Carbon Capture and Storage (“Clean Coal”) is no solution when renewable energy is already cost-competitive or cheaper than new-build fossil fuel generators.
Carbon Capture and Storage (CCS) or “Clean Coal” has been promised for many years and is the favoured option of fossil fuel companies. These companies have used the promise of CCS to:
- delay the development of renewable energy
- offer hope to the coal industry, and
- delay action on climate change.
Industry claims that CCS is the cheapest way to reduce emissions. This ignores the fact that renewable energy is already cost-competitive – in some instances cheaper – than new-build fossil fuel generators.

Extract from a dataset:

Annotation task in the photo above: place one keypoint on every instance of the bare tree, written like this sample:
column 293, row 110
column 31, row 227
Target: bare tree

It also ignores the fact that CCS has been a technology on the cusp of realisation for many years.
If we’re to avert the worst of climate change, emissions must go to zero, and beyond that as quickly as is possible. CCS can’t do it.
Here’s why it’s no solution:
- The technology is slow to develop, with unresolved limitations and uncertainties
- Underground storage of CO2 is not understood well enough, and there are no cases of permanent CO2 storage
- CCS itself consumes a large amount of energy
- The costs of CCS are going up (while renewable energy costs fall)
- CCS can only happen at an enormous scale with high expense and would be challenging to deploy
- Proponents are finding it difficult to obtain social license and financing, due to the damage caused by mining and climate change. Governments and industry are withdrawing support from CCS
- CCS is unnecessary and only delays the urgent transition away from fossil fuels and on to 100% renewable energy in Australia and in all countries of the world.